One way his work is contributing to that is through a ground-breaking collaboration to gather data nationwide on patient treatments and outcomes, a big-data project that will produce a national diabetes registry. “It will be a very robust, ambitious national registry of patients with diabetes across the primary- and specialty-care continuum,” Kosiborod said. “We know there’s an epidemic of this, but we have no idea, or very little, of how the quality of care patients are receiving across different practices affects outcomes.”
In Columbia, physician Camila Manrique said her work, too, had exposed her to issues of the cardiovascular implications of type 2, particularly among women.“
Females are more prone to develop cardiovascular disease when they have type 2 diabetes,” she said, “so there is a strong push for developing research data that is translational and significant.” She also said research efforts are moving into explorations of not just the impact of exercise on control, but the timing of that exercise.
“Does exercising before or after a meal have differing impacts on control of glucose or diabetes?” she asked. “And regarding the effect of dietary sugars of liver function, Mizzou has always had a lot of research going on, and that continues to be strong. We’re looking at interventions, lifestyle modifications and exercise.”

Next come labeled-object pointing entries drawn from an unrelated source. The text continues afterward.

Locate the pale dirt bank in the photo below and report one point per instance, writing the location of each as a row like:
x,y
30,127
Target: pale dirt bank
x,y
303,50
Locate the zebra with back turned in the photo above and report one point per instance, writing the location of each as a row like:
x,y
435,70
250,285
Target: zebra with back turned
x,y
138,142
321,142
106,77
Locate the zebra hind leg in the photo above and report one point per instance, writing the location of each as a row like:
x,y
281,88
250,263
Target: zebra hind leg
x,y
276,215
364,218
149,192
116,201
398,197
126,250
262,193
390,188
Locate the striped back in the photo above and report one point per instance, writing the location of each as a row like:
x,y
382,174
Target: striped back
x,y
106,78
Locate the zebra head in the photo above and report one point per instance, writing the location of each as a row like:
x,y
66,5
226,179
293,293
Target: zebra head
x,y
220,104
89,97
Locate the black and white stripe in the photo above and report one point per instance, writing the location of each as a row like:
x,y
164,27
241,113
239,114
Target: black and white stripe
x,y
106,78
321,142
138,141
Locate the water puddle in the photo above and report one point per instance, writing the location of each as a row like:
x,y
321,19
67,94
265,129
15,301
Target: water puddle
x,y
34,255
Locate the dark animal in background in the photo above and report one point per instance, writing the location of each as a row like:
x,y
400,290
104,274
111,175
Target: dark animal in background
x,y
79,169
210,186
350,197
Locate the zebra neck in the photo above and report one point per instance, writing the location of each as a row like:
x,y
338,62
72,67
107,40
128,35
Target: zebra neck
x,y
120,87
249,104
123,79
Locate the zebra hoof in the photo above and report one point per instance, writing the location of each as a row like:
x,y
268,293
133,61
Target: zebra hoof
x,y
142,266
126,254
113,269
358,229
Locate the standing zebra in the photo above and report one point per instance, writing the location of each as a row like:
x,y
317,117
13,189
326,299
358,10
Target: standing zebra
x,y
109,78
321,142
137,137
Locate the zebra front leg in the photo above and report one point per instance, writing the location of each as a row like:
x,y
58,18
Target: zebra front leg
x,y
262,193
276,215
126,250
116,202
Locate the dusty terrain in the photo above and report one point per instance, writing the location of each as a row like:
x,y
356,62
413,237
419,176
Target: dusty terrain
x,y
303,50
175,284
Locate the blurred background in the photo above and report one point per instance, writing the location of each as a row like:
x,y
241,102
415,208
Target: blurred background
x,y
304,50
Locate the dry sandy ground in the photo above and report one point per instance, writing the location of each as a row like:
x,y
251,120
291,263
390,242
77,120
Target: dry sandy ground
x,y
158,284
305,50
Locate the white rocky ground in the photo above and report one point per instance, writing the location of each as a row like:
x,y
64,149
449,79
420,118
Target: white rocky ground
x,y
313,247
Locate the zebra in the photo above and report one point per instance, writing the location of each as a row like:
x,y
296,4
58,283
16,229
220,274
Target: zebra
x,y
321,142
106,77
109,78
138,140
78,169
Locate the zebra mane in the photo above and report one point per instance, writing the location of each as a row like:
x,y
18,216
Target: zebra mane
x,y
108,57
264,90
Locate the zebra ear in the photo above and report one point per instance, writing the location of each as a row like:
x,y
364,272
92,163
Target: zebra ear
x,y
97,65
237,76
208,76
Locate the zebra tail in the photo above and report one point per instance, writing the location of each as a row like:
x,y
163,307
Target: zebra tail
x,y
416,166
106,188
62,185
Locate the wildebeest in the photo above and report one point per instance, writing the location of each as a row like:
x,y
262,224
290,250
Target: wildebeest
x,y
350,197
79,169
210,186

The most disturbing trend she’s seeing, Manrique said, is that type 2 diabetes, long considered an adult’s disease, is affecting younger and younger patients, in large part because more children are obese, carrying that weight for additional years through their youth. Perhaps most disconcerting, “we see, unfortunately, people who cannot afford treatment for diabetes.”
Given the increasing importance that controlling diabetes will have in reducing the nation’s issues of health-care costs, it’s an exciting time to be in that line of research, physicians say.
“It is,” Robbins said, “but on the other hand, when I started out in this about 30 years ago, the NIH had what it called a cutoff line where it would fund research. The odds of getting NIH funding then were about 1 in 3; now, it’s 20-1 that you won’t get funded. That has had a chilling effect on young scientists wanting to go into research.”
That’s why much is at stake for this region if it is to elevate is role in diabetes research, physicians say.
“In terms of a national reputation, we’re getting there,” Robbins said. “We’ve reached a point where, as a region, we have momentum. But you have to have the critical mass of institutions to play off one another to get that stamp of approval from the NIH that we are an important center of diabetes research.”